|Homeland:||Bryn Mawr, PA|
|Place of residence:||Boulder, CO|
|With EDELRID since:||2018|
|Sponsors:||EDELRID, Adidas, Five Ten, Edelrid, Julbo, Climb On! Products|
Vegas, Yosemite, Bishop, RRG, Chattanooga
I can yodel
Trad! And Sport
When I was 12 I took a trip to Yosemite with my dad and tried toproping on the Swan Slabs. But since there were no climbing gyms very close by where I lived (Fort Worth, TX and then Atlanta, GA), I just stuck with gymnastics and then track for a while. At age 16 I joined a climbing gym about an hour away and started driving myself there on the weekends. I liked that climbing pushed me out of my comfort zone and empowered me to commit to moves that my mind didn't think were possible. I then chose to go to school at CU Boulder and pursue my climbing as well.
Lynn Hill! I hope I'm someone's role model :). I try to be as authentic as I can with people and share my struggles along with successes. Something I'm passionate about is Mental Health, and I want people to see the real me and the ups and downs I have had with anxiety. So often on social media we just see the highlights of someone's life, but I think it's good to show that no one is perfect. It just makes me want to be transparent.
Sending China Doll was a huge milestone because I never thought I could climb 5.14 trad. It took hard work and I'm so proud of what I put into it. Also, I think moving back to Boulder in 2018 (I lived in Vegas for a couple years after graduating from CU) really set a new direction for my whole life. I have had experiences, made amazing friends, had career opportunities that may have never happened had I stayed in Vegas. But I do miss it sometimes! I'm glad for that experience as well. I grew a lot in my time away from Boulder and felt like I found myself and got rid of my ego while I was away. Also, I think seeing a psychiatrist and going to therapy was a huge milestone for me.
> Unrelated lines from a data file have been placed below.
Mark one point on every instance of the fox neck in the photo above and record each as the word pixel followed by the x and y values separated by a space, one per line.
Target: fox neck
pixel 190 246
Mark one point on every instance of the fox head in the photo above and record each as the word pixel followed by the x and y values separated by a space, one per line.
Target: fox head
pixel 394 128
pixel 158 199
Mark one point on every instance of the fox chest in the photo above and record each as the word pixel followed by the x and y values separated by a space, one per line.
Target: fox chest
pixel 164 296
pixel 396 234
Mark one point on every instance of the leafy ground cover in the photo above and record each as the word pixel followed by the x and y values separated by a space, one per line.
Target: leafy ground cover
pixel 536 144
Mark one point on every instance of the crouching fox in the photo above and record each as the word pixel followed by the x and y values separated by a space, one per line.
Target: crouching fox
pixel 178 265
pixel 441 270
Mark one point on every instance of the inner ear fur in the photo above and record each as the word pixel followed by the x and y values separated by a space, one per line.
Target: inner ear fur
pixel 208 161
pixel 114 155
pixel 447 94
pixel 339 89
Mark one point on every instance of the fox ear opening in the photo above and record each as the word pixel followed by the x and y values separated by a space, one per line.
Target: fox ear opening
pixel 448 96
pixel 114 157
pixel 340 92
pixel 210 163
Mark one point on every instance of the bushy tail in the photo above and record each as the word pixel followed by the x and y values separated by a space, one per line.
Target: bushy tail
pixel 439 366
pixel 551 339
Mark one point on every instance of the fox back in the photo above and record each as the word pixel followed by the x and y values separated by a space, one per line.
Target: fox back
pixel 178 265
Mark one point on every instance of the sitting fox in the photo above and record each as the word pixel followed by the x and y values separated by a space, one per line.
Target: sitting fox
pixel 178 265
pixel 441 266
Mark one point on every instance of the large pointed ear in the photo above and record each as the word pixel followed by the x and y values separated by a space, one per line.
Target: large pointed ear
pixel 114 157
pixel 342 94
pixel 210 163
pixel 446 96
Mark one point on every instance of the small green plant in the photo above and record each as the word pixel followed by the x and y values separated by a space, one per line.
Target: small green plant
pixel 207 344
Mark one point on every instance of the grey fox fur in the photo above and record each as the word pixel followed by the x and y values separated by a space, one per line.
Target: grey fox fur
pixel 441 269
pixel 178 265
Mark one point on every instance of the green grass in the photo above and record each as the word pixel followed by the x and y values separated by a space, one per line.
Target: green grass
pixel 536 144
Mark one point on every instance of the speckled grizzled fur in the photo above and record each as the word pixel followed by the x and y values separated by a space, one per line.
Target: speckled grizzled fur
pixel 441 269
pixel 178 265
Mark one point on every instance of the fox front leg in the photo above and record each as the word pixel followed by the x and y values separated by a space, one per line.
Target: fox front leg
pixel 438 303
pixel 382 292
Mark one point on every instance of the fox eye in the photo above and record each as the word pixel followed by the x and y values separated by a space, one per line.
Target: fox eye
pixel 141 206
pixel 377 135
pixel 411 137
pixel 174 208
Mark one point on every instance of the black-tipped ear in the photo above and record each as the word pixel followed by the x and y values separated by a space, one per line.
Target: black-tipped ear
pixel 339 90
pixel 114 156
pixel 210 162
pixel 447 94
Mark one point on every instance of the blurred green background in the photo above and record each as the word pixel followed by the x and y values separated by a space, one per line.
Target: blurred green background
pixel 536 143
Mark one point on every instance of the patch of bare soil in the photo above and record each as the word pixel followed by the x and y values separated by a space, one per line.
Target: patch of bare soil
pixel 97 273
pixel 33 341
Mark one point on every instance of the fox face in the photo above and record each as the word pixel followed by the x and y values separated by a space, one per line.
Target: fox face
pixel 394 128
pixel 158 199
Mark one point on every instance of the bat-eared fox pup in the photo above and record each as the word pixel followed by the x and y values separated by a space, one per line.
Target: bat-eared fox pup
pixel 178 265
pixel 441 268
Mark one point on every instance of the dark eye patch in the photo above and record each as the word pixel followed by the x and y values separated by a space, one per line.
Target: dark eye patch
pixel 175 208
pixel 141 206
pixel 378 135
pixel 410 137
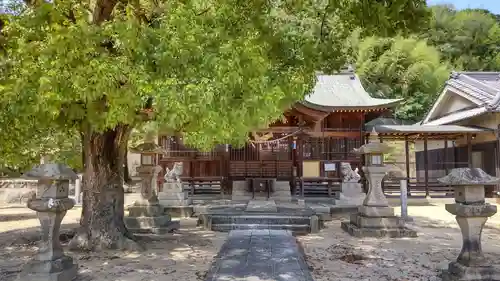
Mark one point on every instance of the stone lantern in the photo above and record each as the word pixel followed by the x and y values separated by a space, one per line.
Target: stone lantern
pixel 471 213
pixel 146 215
pixel 375 218
pixel 51 203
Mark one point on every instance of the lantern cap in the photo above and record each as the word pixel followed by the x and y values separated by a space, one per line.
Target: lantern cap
pixel 468 176
pixel 51 171
pixel 374 145
pixel 149 147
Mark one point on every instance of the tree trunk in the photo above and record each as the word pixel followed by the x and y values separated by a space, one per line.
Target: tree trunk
pixel 126 175
pixel 101 223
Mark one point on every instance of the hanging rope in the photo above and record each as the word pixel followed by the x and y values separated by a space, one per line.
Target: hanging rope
pixel 276 140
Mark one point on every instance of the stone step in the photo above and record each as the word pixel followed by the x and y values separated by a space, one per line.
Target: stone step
pixel 295 228
pixel 260 219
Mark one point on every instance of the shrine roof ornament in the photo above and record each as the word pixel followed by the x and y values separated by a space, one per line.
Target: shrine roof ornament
pixel 149 147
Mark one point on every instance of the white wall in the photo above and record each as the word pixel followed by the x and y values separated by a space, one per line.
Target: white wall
pixel 133 161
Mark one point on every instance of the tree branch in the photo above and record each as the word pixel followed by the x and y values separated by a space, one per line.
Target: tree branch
pixel 103 10
pixel 321 35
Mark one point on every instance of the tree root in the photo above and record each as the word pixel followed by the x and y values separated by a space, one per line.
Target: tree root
pixel 82 242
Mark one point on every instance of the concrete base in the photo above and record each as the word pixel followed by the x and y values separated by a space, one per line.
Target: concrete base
pixel 62 269
pixel 155 225
pixel 371 226
pixel 179 211
pixel 268 206
pixel 377 232
pixel 350 201
pixel 172 202
pixel 459 272
pixel 281 192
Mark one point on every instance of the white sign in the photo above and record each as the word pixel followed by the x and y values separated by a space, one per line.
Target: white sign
pixel 330 167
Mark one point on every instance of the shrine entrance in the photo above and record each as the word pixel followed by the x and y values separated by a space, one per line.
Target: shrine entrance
pixel 260 187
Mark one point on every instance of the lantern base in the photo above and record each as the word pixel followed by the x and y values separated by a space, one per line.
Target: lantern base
pixel 377 227
pixel 62 269
pixel 459 272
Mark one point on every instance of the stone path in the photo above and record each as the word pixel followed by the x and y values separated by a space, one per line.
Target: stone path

Accepting that my anxiety had gotten to a bad place (both in 2014, and in 2019 again) was really important for me, and changed my whole life for the better.
When I was 20 I developed a viral thyroid disease that left me feeling really weak and tired all the time. It lasted about a year. It's funny because that's when I wanted to start getting into competition climbing, but since I felt so bad all the time I decided against it and started climbing outside more. And I ended up getting into trad climbing shortly after. It's strange how our life directs us to what we were really meant for.
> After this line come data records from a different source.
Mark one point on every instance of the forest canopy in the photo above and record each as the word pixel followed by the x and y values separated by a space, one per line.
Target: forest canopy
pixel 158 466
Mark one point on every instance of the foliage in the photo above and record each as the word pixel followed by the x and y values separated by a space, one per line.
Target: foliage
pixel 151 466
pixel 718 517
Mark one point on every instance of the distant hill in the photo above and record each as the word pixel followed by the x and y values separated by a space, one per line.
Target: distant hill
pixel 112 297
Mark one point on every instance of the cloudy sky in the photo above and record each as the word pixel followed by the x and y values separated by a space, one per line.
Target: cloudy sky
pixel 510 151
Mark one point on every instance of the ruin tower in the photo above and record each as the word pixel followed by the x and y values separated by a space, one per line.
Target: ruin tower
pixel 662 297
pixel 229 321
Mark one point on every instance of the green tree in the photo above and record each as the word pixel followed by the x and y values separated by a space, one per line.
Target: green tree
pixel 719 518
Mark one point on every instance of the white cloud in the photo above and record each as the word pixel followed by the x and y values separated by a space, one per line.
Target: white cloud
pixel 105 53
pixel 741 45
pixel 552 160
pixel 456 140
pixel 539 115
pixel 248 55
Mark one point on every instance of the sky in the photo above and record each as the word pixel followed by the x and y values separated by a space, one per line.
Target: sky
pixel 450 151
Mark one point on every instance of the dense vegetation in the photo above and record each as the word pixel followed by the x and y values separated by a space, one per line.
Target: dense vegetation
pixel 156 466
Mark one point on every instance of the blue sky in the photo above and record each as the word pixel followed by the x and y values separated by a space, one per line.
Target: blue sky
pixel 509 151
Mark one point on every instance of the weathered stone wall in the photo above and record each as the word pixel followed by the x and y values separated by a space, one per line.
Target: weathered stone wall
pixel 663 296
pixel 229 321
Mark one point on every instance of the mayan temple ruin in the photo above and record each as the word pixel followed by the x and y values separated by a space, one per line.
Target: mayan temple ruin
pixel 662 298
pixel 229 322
Anxiety has also been a factor that has really made me struggle. There are bad days where everything just feels overwhelming and I feel like my self worth is really low. But it also has taught me a lot. I don't know if I would be so obsessive as I am without it, nor if I would appreciate the presence that I find in climbing. It's a part of me and learning to manage it has made me stronger.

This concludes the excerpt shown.